Engineering Pseudomonas fluorescens for biodegradation of 2,4-dinitrotoluene.

Using the genes encoding the 2,4-dinitrotoluene degradation pathway enzymes, the nonpathogenic psychrotolerant rhizobacterium Pseudomonas fluorescens ATCC 17400 was genetically modified for degradation of this priority pollutant. First, a recombinant strain designated MP was constructed by conjugative transfer from Burkholderia sp. strain DNT of the pJS1 megaplasmid, which contains the dnt genes for 2,4-dinitrotoluene degradation.
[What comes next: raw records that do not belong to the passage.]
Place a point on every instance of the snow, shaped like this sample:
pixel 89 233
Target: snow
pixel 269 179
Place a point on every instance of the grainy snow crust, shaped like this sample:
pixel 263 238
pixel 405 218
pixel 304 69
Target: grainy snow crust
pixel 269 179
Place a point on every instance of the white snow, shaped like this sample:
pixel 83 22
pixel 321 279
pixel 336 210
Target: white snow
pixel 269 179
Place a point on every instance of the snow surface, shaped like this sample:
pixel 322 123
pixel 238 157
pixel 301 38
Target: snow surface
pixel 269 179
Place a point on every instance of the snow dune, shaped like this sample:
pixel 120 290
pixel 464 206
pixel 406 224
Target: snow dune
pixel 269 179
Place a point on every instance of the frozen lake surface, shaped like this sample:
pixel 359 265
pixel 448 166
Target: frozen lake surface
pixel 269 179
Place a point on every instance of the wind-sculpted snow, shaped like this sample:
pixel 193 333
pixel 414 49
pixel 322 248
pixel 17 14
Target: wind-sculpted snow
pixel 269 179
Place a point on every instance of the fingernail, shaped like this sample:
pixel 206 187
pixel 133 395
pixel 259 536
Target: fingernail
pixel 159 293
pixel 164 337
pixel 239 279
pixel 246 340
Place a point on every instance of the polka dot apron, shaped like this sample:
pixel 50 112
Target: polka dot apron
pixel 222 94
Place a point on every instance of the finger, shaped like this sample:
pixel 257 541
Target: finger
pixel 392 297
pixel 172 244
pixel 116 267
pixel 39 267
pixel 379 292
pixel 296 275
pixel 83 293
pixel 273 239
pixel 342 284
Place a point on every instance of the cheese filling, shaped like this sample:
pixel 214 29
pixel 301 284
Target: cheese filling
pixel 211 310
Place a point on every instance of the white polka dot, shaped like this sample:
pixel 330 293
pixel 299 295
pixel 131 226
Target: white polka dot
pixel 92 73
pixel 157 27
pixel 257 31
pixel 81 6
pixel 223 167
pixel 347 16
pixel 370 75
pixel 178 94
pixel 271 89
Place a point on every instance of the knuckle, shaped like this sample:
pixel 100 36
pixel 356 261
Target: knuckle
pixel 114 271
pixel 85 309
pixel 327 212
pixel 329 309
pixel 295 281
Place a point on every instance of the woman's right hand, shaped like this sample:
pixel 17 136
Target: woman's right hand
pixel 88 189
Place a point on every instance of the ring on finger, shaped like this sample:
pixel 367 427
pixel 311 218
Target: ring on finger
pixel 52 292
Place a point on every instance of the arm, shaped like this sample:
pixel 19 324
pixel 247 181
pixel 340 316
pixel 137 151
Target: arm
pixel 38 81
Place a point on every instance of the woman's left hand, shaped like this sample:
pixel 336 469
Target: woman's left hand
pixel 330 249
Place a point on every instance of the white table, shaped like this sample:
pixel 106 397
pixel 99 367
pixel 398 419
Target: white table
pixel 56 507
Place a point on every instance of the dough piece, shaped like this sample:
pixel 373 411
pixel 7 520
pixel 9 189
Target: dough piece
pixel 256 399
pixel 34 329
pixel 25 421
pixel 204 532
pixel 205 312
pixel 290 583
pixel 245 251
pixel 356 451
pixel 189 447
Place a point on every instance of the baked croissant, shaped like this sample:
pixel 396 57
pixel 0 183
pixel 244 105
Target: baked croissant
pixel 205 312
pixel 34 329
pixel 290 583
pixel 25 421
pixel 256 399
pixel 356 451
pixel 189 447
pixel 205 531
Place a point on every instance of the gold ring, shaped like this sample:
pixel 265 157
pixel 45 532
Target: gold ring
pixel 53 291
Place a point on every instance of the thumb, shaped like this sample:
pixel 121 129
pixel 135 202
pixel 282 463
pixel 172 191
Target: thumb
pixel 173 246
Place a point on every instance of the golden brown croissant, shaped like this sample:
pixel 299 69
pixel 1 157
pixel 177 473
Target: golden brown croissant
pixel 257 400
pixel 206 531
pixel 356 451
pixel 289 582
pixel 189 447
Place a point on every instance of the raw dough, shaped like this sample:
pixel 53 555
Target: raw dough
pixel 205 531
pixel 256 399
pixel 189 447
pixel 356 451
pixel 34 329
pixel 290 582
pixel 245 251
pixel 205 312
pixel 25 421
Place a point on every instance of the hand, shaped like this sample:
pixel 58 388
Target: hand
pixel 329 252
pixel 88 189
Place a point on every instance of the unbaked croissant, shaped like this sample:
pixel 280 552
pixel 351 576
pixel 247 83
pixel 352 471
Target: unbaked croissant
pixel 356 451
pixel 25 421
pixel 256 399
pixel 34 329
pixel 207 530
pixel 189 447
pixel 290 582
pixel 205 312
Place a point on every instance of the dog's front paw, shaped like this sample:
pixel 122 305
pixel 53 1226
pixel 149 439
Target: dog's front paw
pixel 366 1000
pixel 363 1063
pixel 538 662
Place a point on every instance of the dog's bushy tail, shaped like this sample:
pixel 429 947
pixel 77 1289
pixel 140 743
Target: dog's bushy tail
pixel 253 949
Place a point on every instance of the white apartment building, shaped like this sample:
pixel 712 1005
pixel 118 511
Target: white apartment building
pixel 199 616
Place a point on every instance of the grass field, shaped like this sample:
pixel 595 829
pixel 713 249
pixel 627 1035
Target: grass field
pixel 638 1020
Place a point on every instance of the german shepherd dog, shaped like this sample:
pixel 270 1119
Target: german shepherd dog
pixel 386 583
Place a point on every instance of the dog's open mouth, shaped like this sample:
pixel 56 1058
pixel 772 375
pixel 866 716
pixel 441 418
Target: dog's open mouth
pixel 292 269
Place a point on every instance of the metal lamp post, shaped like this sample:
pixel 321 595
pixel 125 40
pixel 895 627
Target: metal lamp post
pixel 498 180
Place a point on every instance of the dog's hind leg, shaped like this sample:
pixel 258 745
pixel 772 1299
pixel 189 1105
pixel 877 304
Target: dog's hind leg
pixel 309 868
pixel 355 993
This strain was able to grow on 2,4-dinitrotoluene as the sole source of carbon, nitrogen, and energy at levels equivalent to those of Burkholderia sp. strain DNT. Nevertheless, loss of the 2,4-dinitrotoluene degradative phenotype was observed for strains carrying pJS1. The introduction of dnt genes into the P.fluorescens ATCC 17400 chromosome, using a suicide chromosomal integration Tn5-based delivery plasmid system, generated a degrading strain that was stable for a long time, which was designated RE. This strain was able to use 2,4-dinitrotoluene as a sole nitrogen source and to completely degrade this compound as a cosubstrate. Furthermore, P. fluorescens RE, but not Burkholderia sp. strain DNT, was capable of degrading 2,4-dinitrotoluene at temperatures as low as 10 degrees C. Finally, the presence of P. fluorescens RE in soils containing levels of 2,4-dinitrotoluene lethal to plants significantly decreased the toxic effects of this nitro compound on Arabidopsis thaliana growth. Using synthetic medium culture, P. fluorescens RE was found to be nontoxic for A.thaliana and Nicotiana tabacum, whereas under these conditions Burkholderia sp. strain DNT inhibited A.thaliana seed germination and was lethal to plants. These features reinforce the advantageous environmental robustness of P. fluorescens RE compared with Burkholderia sp. strain DNT.